Monday, 9 December 2013

Mormon women pose nude in powerful photography project

Mormon women pose nude in powerful photography project



One of the images from Katrina Barker Anderson's Mormon Women Bar project. Image via mormonwomenbare.com/
One of the images from Katrina Barker Anderson's Mormon Women Bar project. Image via mormonwomenbare.com/
One of the most striking things about artist and feminist Katrina Barker Anderson'sphotography project (it's NSFW!) The Mormon Women Bare, is how the women photographed often write alongside their photograph about feeling that their body was not their own. It belonged to God, or to their husbands, and definitely to the male gaze. Their bodies were something that they had to keep in check. And in a culture that perpetuates the male gaze as the only one that matters and where women are constantly told that their bodies are wrong, or will bring about wrongs, or that they don't belong to them, these photos become a quite powerful stance against all of that.
For Barker Anderson, the goal of the project was to take a stance against body shaming and objectification, especially in the Mormon community. She wanted Mormon women to connect with their bodies in a way that mattered.

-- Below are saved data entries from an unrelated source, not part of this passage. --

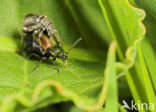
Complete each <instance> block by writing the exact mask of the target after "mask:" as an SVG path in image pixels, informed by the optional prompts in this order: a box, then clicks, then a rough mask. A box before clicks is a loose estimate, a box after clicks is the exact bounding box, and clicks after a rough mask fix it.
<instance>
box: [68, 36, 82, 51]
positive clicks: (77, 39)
mask: <svg viewBox="0 0 156 112" xmlns="http://www.w3.org/2000/svg"><path fill="white" fill-rule="evenodd" d="M81 40H82V38H79V39H77V40H76V41H75V43H74V44H73V46H72V47H71V48H70V49H69V50H68V52H67V53H68V54H69V53H70V51H71V50H72V49H73V48H74V47H75V46H76V45H77V43H79V42H80V41H81Z"/></svg>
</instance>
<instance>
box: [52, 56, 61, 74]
mask: <svg viewBox="0 0 156 112" xmlns="http://www.w3.org/2000/svg"><path fill="white" fill-rule="evenodd" d="M55 60H56V58H55V57H54V58H53V60H52V63H53V64H54V65H55V66H56V68H57V73H58V74H59V73H60V69H59V67H58V66H57V64H56V63H55Z"/></svg>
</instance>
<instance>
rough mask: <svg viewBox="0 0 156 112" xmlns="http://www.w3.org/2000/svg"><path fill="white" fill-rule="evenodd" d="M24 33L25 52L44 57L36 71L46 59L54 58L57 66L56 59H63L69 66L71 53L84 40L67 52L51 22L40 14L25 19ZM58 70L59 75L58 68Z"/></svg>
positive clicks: (34, 14)
mask: <svg viewBox="0 0 156 112" xmlns="http://www.w3.org/2000/svg"><path fill="white" fill-rule="evenodd" d="M22 32H23V38H22V43H23V45H24V50H25V51H26V52H27V53H28V54H29V55H34V54H35V55H39V56H40V57H42V58H41V60H40V62H39V64H38V65H37V66H36V67H35V68H34V70H35V69H37V68H38V67H39V65H40V63H41V62H42V60H43V59H44V58H49V57H53V60H52V63H53V64H54V65H56V63H55V60H56V58H60V59H62V60H63V61H65V62H66V65H67V58H68V54H69V52H70V51H71V49H72V48H73V47H75V46H76V44H77V43H78V42H79V41H80V40H82V38H79V39H78V40H77V41H76V42H75V43H74V44H73V46H72V47H71V48H70V49H69V50H68V52H65V51H64V49H63V47H62V42H61V38H60V36H59V34H58V32H57V30H56V29H55V28H54V25H53V23H52V22H51V20H50V19H49V18H48V17H47V16H45V15H39V14H28V15H26V16H25V17H24V20H23V28H22ZM56 66H57V65H56ZM57 70H58V73H59V68H58V66H57Z"/></svg>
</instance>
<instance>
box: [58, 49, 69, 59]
mask: <svg viewBox="0 0 156 112" xmlns="http://www.w3.org/2000/svg"><path fill="white" fill-rule="evenodd" d="M67 54H68V53H67V52H65V51H64V50H61V51H60V52H59V53H58V54H57V57H58V58H61V59H62V60H63V61H66V60H67Z"/></svg>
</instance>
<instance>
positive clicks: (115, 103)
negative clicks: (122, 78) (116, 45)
mask: <svg viewBox="0 0 156 112" xmlns="http://www.w3.org/2000/svg"><path fill="white" fill-rule="evenodd" d="M111 47H112V50H111V48H110V51H109V52H108V63H107V67H108V68H106V71H105V72H106V74H108V92H107V99H106V112H112V111H113V112H118V91H117V79H116V67H115V62H116V55H115V48H116V45H115V43H112V45H111ZM112 107H113V108H112Z"/></svg>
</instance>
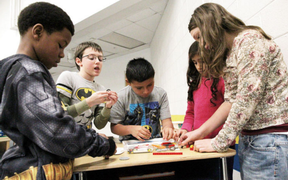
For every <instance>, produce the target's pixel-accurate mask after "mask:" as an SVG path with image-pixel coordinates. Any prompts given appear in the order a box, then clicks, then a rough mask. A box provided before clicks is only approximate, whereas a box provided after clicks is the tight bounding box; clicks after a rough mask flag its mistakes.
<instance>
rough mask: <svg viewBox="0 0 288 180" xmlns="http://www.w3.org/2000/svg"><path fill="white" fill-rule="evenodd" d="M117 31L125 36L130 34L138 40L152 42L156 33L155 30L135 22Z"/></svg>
mask: <svg viewBox="0 0 288 180" xmlns="http://www.w3.org/2000/svg"><path fill="white" fill-rule="evenodd" d="M116 32H117V33H119V34H123V35H124V36H128V37H131V38H133V39H136V40H138V41H142V42H144V43H150V42H151V40H152V37H153V35H154V32H152V31H150V30H148V29H145V28H143V27H141V26H139V25H137V24H135V23H133V24H131V25H129V26H127V27H125V28H122V29H120V30H118V31H116Z"/></svg>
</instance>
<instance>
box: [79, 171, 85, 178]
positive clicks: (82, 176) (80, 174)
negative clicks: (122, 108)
mask: <svg viewBox="0 0 288 180" xmlns="http://www.w3.org/2000/svg"><path fill="white" fill-rule="evenodd" d="M78 178H79V180H84V179H83V173H82V172H80V173H79V174H78Z"/></svg>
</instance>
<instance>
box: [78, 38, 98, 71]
mask: <svg viewBox="0 0 288 180" xmlns="http://www.w3.org/2000/svg"><path fill="white" fill-rule="evenodd" d="M90 47H91V48H92V49H93V50H95V51H98V52H101V53H103V51H102V48H101V46H99V45H98V44H97V43H94V42H91V41H87V42H82V43H80V44H79V45H78V46H77V47H76V50H75V53H74V60H75V64H76V67H77V69H78V70H80V67H79V65H78V64H77V63H76V58H79V59H81V61H82V56H83V52H84V51H85V49H87V48H90Z"/></svg>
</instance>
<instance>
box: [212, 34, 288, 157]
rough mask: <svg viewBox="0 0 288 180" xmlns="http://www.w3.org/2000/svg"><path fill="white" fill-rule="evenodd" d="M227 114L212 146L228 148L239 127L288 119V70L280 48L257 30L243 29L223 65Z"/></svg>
mask: <svg viewBox="0 0 288 180" xmlns="http://www.w3.org/2000/svg"><path fill="white" fill-rule="evenodd" d="M224 80H225V95H224V98H225V101H229V102H230V103H232V107H231V110H230V113H229V116H228V118H227V120H226V122H225V124H224V126H223V129H222V130H221V131H220V132H219V134H218V135H217V136H216V137H215V138H214V139H212V147H213V148H214V149H215V150H216V151H218V152H223V151H227V150H228V147H229V145H230V144H231V143H232V142H233V141H234V139H235V138H236V137H237V135H239V134H240V132H241V131H242V130H259V129H263V128H267V127H271V126H277V125H281V124H285V123H288V73H287V67H286V64H285V62H284V60H283V55H282V53H281V50H280V48H279V47H278V46H277V45H276V44H275V42H274V41H272V40H267V39H265V37H264V36H263V35H262V34H261V33H260V32H258V31H256V30H252V29H249V30H244V31H242V32H241V33H239V34H238V36H237V37H236V38H235V39H234V41H233V47H232V49H231V53H230V55H229V56H228V57H227V60H226V67H225V69H224Z"/></svg>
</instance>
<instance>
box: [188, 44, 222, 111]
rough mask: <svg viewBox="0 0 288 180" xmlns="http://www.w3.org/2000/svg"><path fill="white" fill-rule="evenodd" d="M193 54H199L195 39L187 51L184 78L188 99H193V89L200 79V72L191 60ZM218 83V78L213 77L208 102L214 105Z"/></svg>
mask: <svg viewBox="0 0 288 180" xmlns="http://www.w3.org/2000/svg"><path fill="white" fill-rule="evenodd" d="M195 55H200V48H199V43H198V42H197V41H195V42H194V43H193V44H191V46H190V48H189V53H188V57H189V58H188V69H187V73H186V78H187V84H188V87H189V88H188V98H187V99H188V101H193V91H195V90H196V89H198V86H199V83H200V79H201V74H200V73H199V72H198V70H197V69H196V67H195V64H194V62H193V60H192V59H193V57H194V56H195ZM218 83H219V78H213V83H212V86H211V92H212V98H211V99H210V102H211V103H212V104H213V105H214V106H216V104H215V103H214V100H217V96H216V95H217V92H218V89H217V84H218Z"/></svg>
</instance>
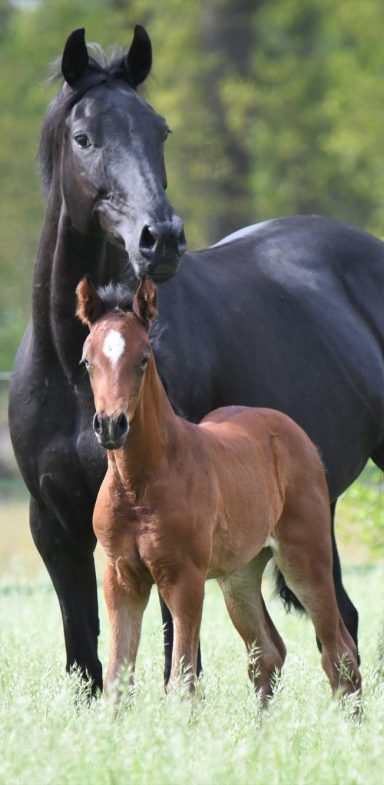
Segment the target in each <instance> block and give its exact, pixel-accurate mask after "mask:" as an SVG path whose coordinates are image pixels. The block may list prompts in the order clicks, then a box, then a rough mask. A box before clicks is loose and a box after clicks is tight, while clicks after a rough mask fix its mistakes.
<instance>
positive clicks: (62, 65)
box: [61, 27, 89, 87]
mask: <svg viewBox="0 0 384 785" xmlns="http://www.w3.org/2000/svg"><path fill="white" fill-rule="evenodd" d="M88 65H89V57H88V50H87V47H86V45H85V30H84V27H79V28H78V29H77V30H74V31H73V33H71V35H70V36H69V38H67V42H66V44H65V47H64V52H63V57H62V60H61V72H62V74H63V77H64V79H65V81H66V82H68V84H69V85H70V86H71V87H73V86H74V85H75V84H76V82H77V81H78V80H79V79H81V77H82V76H84V74H85V73H86V71H87V69H88Z"/></svg>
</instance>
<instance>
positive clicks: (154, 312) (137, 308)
mask: <svg viewBox="0 0 384 785" xmlns="http://www.w3.org/2000/svg"><path fill="white" fill-rule="evenodd" d="M156 305H157V292H156V286H155V284H154V283H153V281H151V279H150V278H146V277H145V275H143V277H142V279H141V281H140V283H139V286H138V288H137V291H136V294H135V299H134V301H133V312H134V313H135V314H136V316H137V318H138V319H140V321H141V322H142V323H143V325H144V327H146V328H147V329H148V327H149V324H150V322H151V321H152V319H153V318H154V316H156V314H157V307H156Z"/></svg>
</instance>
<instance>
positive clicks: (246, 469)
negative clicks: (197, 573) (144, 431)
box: [198, 406, 330, 577]
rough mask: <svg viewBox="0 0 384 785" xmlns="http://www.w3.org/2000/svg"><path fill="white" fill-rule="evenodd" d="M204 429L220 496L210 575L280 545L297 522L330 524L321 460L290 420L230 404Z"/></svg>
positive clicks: (236, 566)
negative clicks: (288, 531) (296, 522)
mask: <svg viewBox="0 0 384 785" xmlns="http://www.w3.org/2000/svg"><path fill="white" fill-rule="evenodd" d="M198 428H199V430H200V434H201V438H202V441H203V442H204V444H205V449H206V450H207V453H208V459H209V462H210V465H211V471H212V473H213V476H214V478H215V480H214V481H213V483H212V484H213V486H214V490H215V491H216V495H217V501H216V519H215V521H214V522H213V524H214V533H213V552H212V559H211V568H210V576H212V577H213V576H214V575H215V574H216V573H219V572H221V571H227V570H228V571H229V570H232V569H237V567H238V566H240V563H241V562H242V563H243V564H244V563H246V562H248V561H250V560H251V559H252V558H253V557H254V556H256V555H257V553H259V551H260V550H262V548H263V547H264V546H265V545H267V544H269V543H270V541H271V540H270V538H271V537H272V538H273V539H276V541H277V542H278V539H279V536H280V533H281V530H282V529H283V527H284V521H285V520H287V519H290V518H291V517H292V516H296V517H302V519H303V520H304V519H307V518H308V517H311V518H312V519H316V520H317V521H321V522H322V525H325V526H328V525H330V522H329V517H330V516H329V495H328V488H327V484H326V479H325V473H324V469H323V466H322V463H321V460H320V457H319V455H318V452H317V450H316V448H315V447H314V445H313V444H312V442H311V441H310V439H309V437H308V436H307V435H306V434H305V432H304V431H303V430H302V428H300V426H298V425H297V424H296V423H295V422H294V421H293V420H291V419H290V417H288V416H286V415H285V414H282V413H281V412H278V411H275V410H273V409H261V408H260V409H255V408H248V407H240V406H230V407H225V408H221V409H216V410H215V411H213V412H211V413H210V414H209V415H207V417H205V418H204V420H202V422H201V423H200V425H199V426H198ZM211 482H212V480H211ZM304 508H305V510H304ZM301 513H302V516H301Z"/></svg>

She writes of the project on her website
"Women around the world deal with objectification, body shame, and the burden of the male gaze. Mormon women have an added layer of complexity and heavy expectations: while being warned against becoming “walking pornography,” we also face immense pressure to be attractive and fit. We must both attract and protect against male desire. Even though Mormonism teaches us our destiny is to become like our embodied Heavenly Parents, the hyper-focus on modesty leaves many of us feeling disconnected and ambivalent about our bodies. Our sense of self can feel so eclipsed by the expectation to be a wife and mother that we no longer see our bodies as our own. Separated from our skin by layers of clothing, many Mormon women lose touch with the capabilities and power we innately possess. Mormon Women Bare seeks to empower women to reclaim our bodies. Through photography and personal narratives, women are seen as beautiful, flawed, vulnerable and real. Women of different shapes, sizes, and ages demonstrate that bodies need not bring shame but can be owned, celebrated, and honored."

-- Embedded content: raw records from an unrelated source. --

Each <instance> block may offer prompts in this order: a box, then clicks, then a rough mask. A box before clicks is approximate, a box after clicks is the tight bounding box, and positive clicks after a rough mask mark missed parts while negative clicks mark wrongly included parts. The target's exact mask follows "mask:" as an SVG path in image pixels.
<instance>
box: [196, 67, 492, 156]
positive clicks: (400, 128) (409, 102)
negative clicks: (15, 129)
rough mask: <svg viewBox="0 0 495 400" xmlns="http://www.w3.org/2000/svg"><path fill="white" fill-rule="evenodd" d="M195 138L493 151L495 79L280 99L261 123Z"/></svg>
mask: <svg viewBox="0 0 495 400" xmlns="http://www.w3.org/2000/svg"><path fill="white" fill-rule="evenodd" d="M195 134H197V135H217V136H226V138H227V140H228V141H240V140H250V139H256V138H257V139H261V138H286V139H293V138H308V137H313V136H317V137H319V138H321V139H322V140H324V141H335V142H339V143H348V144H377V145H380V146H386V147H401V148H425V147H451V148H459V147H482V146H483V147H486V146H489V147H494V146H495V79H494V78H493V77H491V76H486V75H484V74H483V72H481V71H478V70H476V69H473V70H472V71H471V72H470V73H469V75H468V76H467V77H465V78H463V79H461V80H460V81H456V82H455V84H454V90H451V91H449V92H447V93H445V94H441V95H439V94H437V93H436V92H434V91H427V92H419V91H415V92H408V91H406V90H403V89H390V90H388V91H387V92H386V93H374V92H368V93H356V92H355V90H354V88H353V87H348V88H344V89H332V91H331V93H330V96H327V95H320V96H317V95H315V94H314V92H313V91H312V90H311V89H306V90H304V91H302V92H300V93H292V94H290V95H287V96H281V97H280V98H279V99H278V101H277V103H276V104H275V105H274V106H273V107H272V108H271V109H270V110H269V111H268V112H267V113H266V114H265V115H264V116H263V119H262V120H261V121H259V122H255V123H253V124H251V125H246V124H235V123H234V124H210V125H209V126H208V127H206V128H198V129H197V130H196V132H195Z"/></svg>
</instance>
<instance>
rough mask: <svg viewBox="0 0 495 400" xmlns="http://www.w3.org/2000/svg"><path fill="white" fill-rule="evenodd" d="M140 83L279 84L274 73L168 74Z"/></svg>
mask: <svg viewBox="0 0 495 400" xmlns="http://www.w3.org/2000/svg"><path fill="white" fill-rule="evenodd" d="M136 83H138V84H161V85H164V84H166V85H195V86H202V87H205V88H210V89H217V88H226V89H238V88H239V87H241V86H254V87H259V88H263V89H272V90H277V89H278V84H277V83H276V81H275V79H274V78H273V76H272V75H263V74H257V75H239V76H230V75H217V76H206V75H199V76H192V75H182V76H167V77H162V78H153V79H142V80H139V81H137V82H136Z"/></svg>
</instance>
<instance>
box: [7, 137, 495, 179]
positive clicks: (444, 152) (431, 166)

While too often 'taking your clothes off for empowerment' is as shallow as it sounds, and extreme measures aren't always the way to change a conservative culture, there's nothing extreme or indeed shallow about this project.
The women featured are honest in their appraisals of how they feel about their bodies, and brave, to be participating in something like this. I imagine that it was freeing for them, and I hope that in seeing themselves this way, they can feel the connection with, and appreciation for, their bodies that they had been missing in the past.